A peptide consisting of at least part of the sequence of SEQ ID NO: 1, wherein the part is 5 aa or more in length.
The peptide of claim 1, wherein the portion is at least 10 aa in length.
The peptide according to claim 1, which consists of any one of SEQ ID NOs: 2 to 7.
A pharmaceutical composition for preventing or treating cancer, comprising at least a portion of the sequence of SEQ ID NO: 1, wherein the portion includes a peptide with a length of 5 aa or more.
The pharmaceutical composition for preventing or treating cancer according to claim 4, wherein the portion is 10 aa or more in length.
The pharmaceutical composition for preventing or treating cancer according to claim 4, wherein the peptide comprises a sequence selected from the group consisting of SEQ ID NOs: 2 to 7.
The pharmaceutical composition for preventing or treating cancer according to claim 4, wherein the peptide consists of the sequence of SEQ ID NO: 2 or 5.

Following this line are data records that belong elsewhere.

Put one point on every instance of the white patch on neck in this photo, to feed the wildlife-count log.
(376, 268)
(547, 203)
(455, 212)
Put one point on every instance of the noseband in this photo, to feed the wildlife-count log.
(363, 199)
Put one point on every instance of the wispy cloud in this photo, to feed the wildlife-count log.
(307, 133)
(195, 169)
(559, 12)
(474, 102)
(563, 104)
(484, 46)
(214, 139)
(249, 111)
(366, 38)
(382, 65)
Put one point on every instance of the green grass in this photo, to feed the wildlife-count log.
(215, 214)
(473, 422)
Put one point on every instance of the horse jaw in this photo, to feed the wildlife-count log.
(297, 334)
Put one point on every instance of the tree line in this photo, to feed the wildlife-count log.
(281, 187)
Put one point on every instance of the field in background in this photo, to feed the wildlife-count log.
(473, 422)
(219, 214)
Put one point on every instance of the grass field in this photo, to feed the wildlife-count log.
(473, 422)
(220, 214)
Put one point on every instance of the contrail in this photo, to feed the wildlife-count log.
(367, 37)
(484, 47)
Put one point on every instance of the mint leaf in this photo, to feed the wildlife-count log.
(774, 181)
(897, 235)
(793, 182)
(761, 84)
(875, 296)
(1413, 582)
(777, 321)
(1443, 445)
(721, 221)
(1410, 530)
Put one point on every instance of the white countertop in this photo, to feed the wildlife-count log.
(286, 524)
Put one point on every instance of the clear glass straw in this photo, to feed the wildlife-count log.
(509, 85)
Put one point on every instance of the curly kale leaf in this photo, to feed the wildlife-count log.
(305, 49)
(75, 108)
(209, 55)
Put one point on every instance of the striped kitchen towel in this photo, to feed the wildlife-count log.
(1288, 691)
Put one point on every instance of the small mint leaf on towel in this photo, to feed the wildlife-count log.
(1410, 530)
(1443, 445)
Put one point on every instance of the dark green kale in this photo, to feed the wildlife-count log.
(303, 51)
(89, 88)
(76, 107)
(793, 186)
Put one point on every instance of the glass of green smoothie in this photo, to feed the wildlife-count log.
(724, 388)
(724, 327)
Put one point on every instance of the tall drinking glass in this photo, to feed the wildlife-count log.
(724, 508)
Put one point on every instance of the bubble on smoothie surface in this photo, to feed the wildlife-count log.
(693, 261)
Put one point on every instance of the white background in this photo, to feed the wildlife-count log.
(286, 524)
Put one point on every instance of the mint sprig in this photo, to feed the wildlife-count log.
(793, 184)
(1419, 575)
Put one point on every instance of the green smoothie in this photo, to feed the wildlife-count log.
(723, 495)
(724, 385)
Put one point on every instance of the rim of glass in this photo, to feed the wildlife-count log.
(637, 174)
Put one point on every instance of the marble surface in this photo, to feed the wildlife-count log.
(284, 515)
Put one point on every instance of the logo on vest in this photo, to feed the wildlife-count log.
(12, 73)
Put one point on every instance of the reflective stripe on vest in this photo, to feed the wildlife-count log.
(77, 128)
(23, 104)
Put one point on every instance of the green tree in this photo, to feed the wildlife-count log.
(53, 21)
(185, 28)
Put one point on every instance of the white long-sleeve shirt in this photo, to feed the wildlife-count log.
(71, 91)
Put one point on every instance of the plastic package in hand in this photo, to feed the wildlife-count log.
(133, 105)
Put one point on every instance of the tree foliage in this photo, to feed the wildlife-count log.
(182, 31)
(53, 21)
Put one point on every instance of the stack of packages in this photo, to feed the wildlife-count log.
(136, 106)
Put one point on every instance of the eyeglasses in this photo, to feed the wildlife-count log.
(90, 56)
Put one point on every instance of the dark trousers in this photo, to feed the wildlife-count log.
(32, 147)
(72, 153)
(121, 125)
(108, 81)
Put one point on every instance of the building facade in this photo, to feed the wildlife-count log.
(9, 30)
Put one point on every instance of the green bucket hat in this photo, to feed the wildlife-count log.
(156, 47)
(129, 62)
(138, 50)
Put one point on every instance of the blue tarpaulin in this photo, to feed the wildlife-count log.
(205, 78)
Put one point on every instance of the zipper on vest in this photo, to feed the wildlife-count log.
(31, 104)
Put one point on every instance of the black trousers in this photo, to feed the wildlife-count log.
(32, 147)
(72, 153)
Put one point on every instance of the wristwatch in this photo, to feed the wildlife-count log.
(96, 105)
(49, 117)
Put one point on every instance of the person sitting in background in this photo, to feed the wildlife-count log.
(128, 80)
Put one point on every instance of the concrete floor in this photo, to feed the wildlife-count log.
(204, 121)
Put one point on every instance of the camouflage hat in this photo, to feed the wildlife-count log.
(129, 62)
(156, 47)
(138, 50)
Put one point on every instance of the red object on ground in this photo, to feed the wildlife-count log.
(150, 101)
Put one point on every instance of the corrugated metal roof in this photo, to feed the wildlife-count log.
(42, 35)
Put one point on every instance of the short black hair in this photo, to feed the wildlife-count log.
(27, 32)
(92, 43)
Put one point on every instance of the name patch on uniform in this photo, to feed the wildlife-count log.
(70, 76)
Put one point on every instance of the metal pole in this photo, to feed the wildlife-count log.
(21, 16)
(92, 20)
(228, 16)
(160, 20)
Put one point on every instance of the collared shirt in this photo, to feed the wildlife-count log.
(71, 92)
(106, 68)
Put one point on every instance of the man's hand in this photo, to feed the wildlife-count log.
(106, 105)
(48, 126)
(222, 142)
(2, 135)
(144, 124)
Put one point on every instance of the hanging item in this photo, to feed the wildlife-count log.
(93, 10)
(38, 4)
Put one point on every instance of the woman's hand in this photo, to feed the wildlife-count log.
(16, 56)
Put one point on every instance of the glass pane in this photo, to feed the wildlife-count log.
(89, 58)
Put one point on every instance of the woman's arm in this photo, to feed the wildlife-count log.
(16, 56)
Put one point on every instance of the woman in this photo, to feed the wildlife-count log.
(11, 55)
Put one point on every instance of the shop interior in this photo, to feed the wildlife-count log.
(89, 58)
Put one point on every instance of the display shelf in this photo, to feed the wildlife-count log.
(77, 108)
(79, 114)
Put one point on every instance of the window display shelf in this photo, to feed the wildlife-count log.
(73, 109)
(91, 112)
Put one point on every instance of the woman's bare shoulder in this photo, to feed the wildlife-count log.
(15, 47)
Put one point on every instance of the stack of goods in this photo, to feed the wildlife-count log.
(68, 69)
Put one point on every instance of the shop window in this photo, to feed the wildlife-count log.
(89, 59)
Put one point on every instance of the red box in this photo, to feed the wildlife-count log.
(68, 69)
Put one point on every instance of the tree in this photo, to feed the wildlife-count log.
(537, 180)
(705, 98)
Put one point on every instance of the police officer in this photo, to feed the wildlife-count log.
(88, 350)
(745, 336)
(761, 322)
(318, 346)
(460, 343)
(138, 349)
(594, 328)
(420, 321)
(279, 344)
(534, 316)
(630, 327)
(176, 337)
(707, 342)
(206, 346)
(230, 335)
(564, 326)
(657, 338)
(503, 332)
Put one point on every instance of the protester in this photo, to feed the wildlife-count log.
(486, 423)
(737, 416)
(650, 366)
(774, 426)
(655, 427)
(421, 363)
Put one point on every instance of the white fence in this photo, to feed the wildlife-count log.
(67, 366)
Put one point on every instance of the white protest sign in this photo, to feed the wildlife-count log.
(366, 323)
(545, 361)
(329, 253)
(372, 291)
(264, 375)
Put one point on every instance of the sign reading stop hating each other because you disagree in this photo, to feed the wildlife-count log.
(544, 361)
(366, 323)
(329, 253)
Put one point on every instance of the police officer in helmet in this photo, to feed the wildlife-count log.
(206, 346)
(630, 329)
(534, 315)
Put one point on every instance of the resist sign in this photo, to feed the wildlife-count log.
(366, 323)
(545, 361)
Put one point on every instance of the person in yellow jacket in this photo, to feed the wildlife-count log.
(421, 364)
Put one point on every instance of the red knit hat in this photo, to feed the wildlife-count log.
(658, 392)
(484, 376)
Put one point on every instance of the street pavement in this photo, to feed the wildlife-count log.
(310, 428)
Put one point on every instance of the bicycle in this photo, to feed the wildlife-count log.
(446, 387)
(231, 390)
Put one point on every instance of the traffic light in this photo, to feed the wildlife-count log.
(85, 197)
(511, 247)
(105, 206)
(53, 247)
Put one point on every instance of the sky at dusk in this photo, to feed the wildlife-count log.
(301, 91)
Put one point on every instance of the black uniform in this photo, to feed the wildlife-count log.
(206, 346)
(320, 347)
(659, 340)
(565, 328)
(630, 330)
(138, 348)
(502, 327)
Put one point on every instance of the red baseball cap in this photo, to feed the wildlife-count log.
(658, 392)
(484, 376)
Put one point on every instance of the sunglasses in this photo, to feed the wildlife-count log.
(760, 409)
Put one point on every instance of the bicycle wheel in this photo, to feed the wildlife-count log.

The method of claim 4, wherein the cancer is colon cancer, breast cancer, colon cancer, small intestine cancer, rectal cancer, ovarian cancer, cervical cancer, prostate cancer, testicular cancer, penile cancer, urethra cancer, ureter cancer, renal pelvis cancer, esophagus cancer, laryngeal cancer, stomach cancer, and gastrointestinal cancer. , skin cancer, keratoacanthoma, follicular carcinoma, melanoma, lung cancer, small cell lung carcinoma, non-small cell lung carcinoma (NSCLC), lung adenocarcinoma, squamous cell carcinoma of the lung, pancreatic cancer, thyroid cancer, papillary cancer, bladder cancer, liver cancer, bile duct cancer, bone cancer. , hair cell cancer, oral cancer, lip cancer, tongue cancer, salivary gland cancer, pharynx cancer, kidney cancer, prostate cancer, vulva cancer, thyroid cancer, endometrial cancer, uterine cancer, brain cancer, central nervous system cancer, peritoneal cancer, hepatocellular cancer, Hodgkin's or Pharmaceutical composition for preventing or treating leukemia or cancer.
The pharmaceutical composition for preventing or treating cancer according to claim 4, wherein the cancer is colon cancer, liver cancer, or breast cancer.